In the process of looking for something else, I ended up rereading this essay I wrote a decade ago, as an open letter to the Augustine panel. I have to confess pleasure at how well it’s held up, and how things are proceeding as I foretold, despite Congress. Note that it also presaged my book, which I wrote a few years later.
[Update a few minutes later]
Heh, I just got to this part; I anticipated and advocated for the new Space Development Agency:
Just as war is too important to be left to the generals, man’s future in space is too important to be left to NASA. After President Reagan proposed the creation of a national missile defense system in 1983, it became clear that the U.S. Air Force was not properly organized or motivated — and so a new agency was created to pursue the president’s vision. The new agency, today called the Missile Defense Agency, was very innovative and made great progress because it could focus on its one goal. Along those lines, the Bush administration might have done well to establish an Office of Space Development (with “exploration” being merely a means to an end) that could draw on other federal resources — not just NASA, but the Departments of Defense and Energy — as well as the private sector.

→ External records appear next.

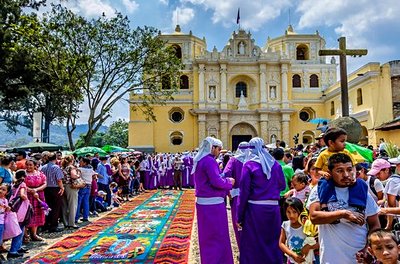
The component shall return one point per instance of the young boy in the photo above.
(384, 247)
(335, 139)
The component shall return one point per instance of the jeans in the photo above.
(16, 242)
(83, 203)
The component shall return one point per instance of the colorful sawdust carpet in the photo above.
(152, 228)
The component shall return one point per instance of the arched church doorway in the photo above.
(241, 132)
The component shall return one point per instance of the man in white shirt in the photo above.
(342, 229)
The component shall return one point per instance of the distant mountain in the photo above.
(58, 135)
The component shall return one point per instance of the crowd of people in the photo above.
(61, 192)
(315, 204)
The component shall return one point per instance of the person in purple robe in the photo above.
(212, 218)
(233, 169)
(187, 168)
(258, 211)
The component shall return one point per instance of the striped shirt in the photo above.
(53, 173)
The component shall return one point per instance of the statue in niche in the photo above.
(272, 92)
(211, 94)
(241, 48)
(242, 102)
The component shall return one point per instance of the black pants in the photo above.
(177, 179)
(54, 200)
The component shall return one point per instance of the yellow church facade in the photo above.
(245, 90)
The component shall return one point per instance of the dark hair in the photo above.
(338, 158)
(295, 203)
(278, 153)
(6, 160)
(52, 156)
(382, 233)
(297, 162)
(288, 155)
(333, 134)
(20, 177)
(301, 178)
(311, 163)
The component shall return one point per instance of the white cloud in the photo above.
(130, 6)
(182, 16)
(252, 15)
(94, 8)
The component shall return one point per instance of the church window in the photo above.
(176, 115)
(241, 87)
(314, 80)
(178, 51)
(306, 114)
(296, 81)
(184, 82)
(176, 138)
(302, 52)
(359, 97)
(166, 82)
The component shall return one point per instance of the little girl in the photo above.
(383, 246)
(300, 190)
(3, 209)
(292, 236)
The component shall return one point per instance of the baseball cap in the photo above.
(395, 160)
(378, 165)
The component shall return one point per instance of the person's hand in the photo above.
(363, 256)
(298, 258)
(306, 248)
(383, 211)
(355, 217)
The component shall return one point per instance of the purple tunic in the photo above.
(233, 169)
(212, 220)
(260, 223)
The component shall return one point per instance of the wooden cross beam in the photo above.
(342, 52)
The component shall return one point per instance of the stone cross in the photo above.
(342, 52)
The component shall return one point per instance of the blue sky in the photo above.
(373, 25)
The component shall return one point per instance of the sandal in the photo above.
(37, 238)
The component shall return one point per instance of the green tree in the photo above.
(117, 61)
(117, 134)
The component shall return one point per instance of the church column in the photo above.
(201, 86)
(284, 84)
(263, 86)
(285, 128)
(224, 104)
(223, 125)
(202, 127)
(264, 127)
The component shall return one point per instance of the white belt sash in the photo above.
(264, 202)
(209, 200)
(235, 192)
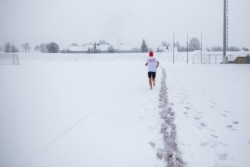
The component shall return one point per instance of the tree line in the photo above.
(52, 47)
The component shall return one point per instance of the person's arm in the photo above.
(157, 64)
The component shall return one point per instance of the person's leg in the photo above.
(150, 83)
(153, 78)
(150, 80)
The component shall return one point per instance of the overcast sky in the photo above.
(127, 21)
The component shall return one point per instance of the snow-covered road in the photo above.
(97, 110)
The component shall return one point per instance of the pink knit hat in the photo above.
(151, 53)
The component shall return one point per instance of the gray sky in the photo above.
(126, 21)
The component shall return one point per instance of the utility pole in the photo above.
(173, 47)
(201, 47)
(187, 47)
(225, 28)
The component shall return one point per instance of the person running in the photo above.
(152, 64)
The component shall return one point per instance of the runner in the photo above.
(152, 64)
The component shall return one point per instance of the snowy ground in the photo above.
(64, 110)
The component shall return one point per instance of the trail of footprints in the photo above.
(213, 138)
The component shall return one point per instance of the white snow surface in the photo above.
(75, 110)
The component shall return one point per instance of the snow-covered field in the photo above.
(66, 110)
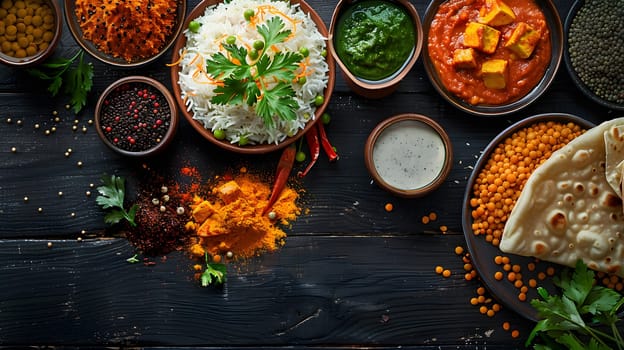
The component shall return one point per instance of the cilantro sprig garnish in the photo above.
(215, 273)
(265, 82)
(111, 197)
(76, 80)
(581, 317)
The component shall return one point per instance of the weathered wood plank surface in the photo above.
(350, 274)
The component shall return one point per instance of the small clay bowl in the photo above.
(249, 148)
(112, 59)
(136, 116)
(375, 89)
(42, 53)
(409, 155)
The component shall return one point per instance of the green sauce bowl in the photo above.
(375, 43)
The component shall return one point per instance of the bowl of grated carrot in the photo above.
(125, 33)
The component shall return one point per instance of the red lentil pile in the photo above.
(499, 184)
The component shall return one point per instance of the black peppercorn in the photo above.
(135, 117)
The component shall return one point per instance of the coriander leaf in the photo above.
(271, 32)
(215, 273)
(277, 101)
(112, 197)
(265, 83)
(281, 67)
(76, 80)
(600, 300)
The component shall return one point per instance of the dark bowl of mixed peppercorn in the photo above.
(136, 116)
(594, 50)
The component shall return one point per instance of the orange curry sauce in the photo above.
(447, 32)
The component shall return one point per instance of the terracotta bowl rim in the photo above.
(259, 148)
(397, 77)
(90, 48)
(169, 135)
(418, 192)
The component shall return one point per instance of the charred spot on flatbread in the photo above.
(558, 221)
(611, 200)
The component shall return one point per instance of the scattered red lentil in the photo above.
(389, 207)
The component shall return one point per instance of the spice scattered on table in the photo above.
(131, 29)
(230, 219)
(135, 117)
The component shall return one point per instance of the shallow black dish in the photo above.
(482, 253)
(556, 39)
(568, 62)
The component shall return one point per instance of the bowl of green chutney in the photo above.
(375, 43)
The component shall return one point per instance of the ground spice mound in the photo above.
(161, 217)
(230, 220)
(129, 29)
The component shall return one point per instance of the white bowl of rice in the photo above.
(259, 110)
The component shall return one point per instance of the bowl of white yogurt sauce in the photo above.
(409, 155)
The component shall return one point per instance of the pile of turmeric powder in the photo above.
(128, 29)
(230, 221)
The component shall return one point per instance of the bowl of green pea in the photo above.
(30, 31)
(375, 43)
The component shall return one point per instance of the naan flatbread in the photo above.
(568, 210)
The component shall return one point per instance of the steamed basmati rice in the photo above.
(225, 19)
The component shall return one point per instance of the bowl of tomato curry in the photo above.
(492, 57)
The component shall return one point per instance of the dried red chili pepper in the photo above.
(315, 149)
(327, 147)
(284, 166)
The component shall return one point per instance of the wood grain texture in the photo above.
(350, 274)
(314, 291)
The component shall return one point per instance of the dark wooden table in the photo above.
(350, 273)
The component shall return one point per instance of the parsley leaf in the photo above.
(76, 80)
(574, 319)
(265, 82)
(215, 273)
(111, 197)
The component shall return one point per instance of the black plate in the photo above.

It’s also ironic, in light of criticism of him in the essay, that Mike Griffin is heading it up.
I don’t know the guy and haven’t followed the minutia of his daily decisions but I have listened to a number of interviews with him that present a different person than what critics have portrayed him as.
As important, it is apparent that one Fred Kennedy will actually head up the SDA. It is that he will report to Mr. Griffin, until the SDA is taken into the Space Force, that I believe Rand is referring to. Then, Griffin’s formal oversight of the SDA will end, as SDA becomes part of the new Service.